Thanks, it seems then that this is a common issue, regardless of Ubuntu versions. What I've also noticed is that the "computing alignments phase" has a drop in CPU usage, never going above 80-120 threads. Also building ref. histos and masking using all of the threads, despite this I experience long computation times as wrote earlier. (The C++ issue can really be ruled out, it was a bad idea)
One more important piece of information: recompiling natively with latest AOCC 3.2 ( https://developer.amd.com/amd-aocc/ ) did not lead to great achievement, benchmark results coming soon :(

I did some more testing and I can confirm that there is suboptimal core utilization for short read alignment when using 256 threads. I will work on improving this. For now you can get better efficiency by running multiple datasets in parallel with less threads.
Thank you for advance. Indeed, we are running 4 diamond copies (4*32 threads) parallel, until the improvement arrives.

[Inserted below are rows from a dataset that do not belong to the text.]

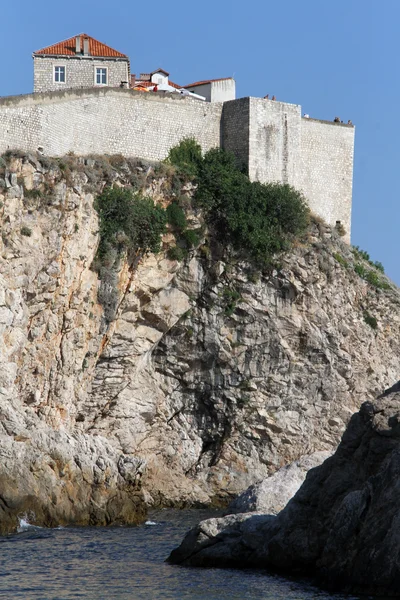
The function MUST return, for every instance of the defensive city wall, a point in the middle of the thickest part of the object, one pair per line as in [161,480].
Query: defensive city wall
[269,137]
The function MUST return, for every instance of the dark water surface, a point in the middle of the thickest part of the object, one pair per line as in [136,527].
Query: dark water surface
[127,563]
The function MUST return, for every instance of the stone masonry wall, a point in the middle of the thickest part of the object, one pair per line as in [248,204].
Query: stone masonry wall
[268,137]
[325,170]
[274,140]
[79,72]
[106,121]
[235,128]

An interesting article: maybe we should wait for linux kernel 5.18? (Benchmarking The AMD EPYC Speed Boost Coming To Linux 5.18, Thanks To Scheduler/NUMA Improvement) Mel Gorman. The author of the new AMD patch explains in further detail: "A kernel scheduler change from 2020] allowed an imbalance between NUMA nodes such that communicating tasks would not be pulled apart by the load balancer. This works fine when there is a 1:1 relationship between LLC and node but can be suboptimal for multiple LLCs if independent tasks use CPUs sharing cache. Zen* has multiple LLCs per node with local memory channels, and due to the allowed imbalance, it's far harder to tune some workloads to run optimally than it is on hardware with 1 LLC per node. This patch allows an imbalance to exist up to the point where LLCs should be balanced between nodes."
- https://www.phoronix.com/scan.php?page=article&item=linux-imbalance-epyc&num=1
- https://wccftech.com/amd-epyc-gets-performance-boost-in-linux-5-18-improvements-to-scheduler-numa-benchmarked/